6. Filter and re-filter the mixture on filter paper equipped on Buchner funnel placed on top of vacuum flask.
7. Collect filtered oil in 100 ml plastic bottle.
8. Heat filtered oil to about 40 C. on water bath and test for smell and taste (panel test with 5 participants).

[0054] Untreated refined rapeseed oil was considered as a reference sample having a bland smelling and an acceptable taste. Oil treated with material A2 was smelling and tasting bad. Oils treated with material C (powder or pellets) or F came out almost equal, having a better taste and smell than oil treated with material A2 but not as good as the reference sample. Oil treated with material C (pellets) was relatively bland in taste, though not neutral. Oil treated with material F did exhibit a slightly different smell compared to oils treated with material C (powder or pellets).
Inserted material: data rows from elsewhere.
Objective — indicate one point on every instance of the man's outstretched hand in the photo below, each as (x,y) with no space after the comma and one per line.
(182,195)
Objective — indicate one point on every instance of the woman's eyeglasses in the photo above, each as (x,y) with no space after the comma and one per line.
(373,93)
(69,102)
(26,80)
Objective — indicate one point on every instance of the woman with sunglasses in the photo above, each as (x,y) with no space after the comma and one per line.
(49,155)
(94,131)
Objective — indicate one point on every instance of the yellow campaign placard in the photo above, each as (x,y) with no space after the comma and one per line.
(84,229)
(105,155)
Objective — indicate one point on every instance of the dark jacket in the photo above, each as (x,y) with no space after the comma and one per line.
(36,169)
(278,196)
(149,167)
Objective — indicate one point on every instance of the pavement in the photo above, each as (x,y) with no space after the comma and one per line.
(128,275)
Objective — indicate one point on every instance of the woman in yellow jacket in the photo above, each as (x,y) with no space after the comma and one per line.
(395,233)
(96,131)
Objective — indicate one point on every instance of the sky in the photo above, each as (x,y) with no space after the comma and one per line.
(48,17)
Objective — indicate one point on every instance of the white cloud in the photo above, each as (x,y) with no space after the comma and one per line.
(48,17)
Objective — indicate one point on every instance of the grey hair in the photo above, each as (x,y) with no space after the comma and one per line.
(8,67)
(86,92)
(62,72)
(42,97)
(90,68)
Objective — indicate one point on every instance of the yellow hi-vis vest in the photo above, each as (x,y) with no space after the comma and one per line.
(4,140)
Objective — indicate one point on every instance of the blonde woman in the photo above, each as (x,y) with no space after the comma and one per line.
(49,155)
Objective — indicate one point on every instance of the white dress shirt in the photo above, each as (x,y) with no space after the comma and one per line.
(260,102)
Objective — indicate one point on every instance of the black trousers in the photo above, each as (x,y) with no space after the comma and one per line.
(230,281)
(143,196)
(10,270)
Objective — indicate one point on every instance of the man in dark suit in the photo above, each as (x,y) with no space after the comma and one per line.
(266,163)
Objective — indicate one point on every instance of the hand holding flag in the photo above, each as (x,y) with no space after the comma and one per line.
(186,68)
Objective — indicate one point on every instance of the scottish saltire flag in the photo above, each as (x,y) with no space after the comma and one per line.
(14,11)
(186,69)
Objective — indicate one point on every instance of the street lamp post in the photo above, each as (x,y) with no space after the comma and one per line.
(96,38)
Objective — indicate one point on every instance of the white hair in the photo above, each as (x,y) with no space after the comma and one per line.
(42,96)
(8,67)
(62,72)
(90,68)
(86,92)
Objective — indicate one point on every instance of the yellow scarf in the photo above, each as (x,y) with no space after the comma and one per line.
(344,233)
[0055] It was considered likely that mild deodorisation of oils treated with material C (powder or pellets) or F should easily and efficiently remove contained odoriferous compounds.
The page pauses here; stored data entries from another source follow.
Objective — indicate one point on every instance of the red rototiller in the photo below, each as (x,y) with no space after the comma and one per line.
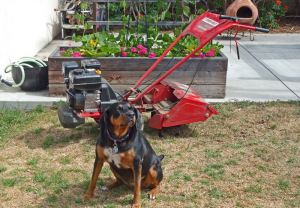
(171,103)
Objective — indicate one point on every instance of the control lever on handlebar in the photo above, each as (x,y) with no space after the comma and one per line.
(6,82)
(205,4)
(229,18)
(236,43)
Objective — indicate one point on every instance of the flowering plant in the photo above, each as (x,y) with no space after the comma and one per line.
(107,45)
(270,14)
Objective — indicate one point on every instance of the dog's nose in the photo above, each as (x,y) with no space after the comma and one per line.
(130,114)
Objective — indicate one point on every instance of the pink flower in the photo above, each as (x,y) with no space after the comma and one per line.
(201,55)
(144,50)
(133,49)
(152,55)
(140,53)
(210,54)
(77,54)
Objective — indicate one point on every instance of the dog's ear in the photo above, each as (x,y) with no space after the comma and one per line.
(139,122)
(104,117)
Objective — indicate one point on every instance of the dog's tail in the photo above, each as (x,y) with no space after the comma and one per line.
(161,157)
(159,175)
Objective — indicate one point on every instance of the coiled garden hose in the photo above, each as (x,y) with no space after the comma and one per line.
(20,63)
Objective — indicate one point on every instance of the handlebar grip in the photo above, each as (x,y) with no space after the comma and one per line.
(6,82)
(261,30)
(204,2)
(229,18)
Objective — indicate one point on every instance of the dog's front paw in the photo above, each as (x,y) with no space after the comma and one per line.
(104,188)
(136,206)
(153,194)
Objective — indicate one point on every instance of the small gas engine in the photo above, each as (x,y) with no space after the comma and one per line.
(87,93)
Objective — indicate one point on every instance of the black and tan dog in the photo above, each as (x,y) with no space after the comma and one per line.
(132,160)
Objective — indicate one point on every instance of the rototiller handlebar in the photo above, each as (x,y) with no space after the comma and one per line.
(204,28)
(169,102)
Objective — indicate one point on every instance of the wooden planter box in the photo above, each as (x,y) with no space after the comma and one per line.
(123,72)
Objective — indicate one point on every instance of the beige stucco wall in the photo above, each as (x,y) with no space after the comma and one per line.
(26,27)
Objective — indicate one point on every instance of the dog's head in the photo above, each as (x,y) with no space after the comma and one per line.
(119,117)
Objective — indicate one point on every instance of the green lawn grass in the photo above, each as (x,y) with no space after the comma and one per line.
(246,156)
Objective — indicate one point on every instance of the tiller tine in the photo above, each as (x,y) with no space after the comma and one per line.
(176,104)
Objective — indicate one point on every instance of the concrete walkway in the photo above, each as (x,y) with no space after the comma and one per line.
(247,78)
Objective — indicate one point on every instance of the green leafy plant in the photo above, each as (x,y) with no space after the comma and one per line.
(107,45)
(80,17)
(270,13)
Example 4. Glycidyl Epoxide Conversion and Subsequent Deodorization

[0056] For a semi-industrial demonstration, a catalyst in the form of a silica-alumina with an acidic catalytic function (material C) was selected. It was used as porous, extruded pellets, with a pellet diameter of 1/16 inch (1.6 mm). 47.5 kg catalyst was loaded in a fixed bed reactor. Bleached and deodorized palm oil with a glycidyl ester content of 3.4 ppm was fed to the reactor at a feed rate of 1 ton/hour at 110 C. It was found that the glycidyl ester content in the treated oil was 0.14 ppm, reported as glycidol. A total of 25 tons of palm oil was treated in this way and accumulated in a tank. Samples of the oil withdrawn after the reactors showed unacceptable organoleptic properties (taste, smell).

[0057] Subsequently the accumulated oil was fed to a batch deodorizer. Deodorization took place at 220 C. for 40 minutes. After deodorization the organoleptic properties were found to fulfil the product requirement in a panel test. The glycidyl ester content was 0.37 ppm, reported as glycidol, after the deodorization.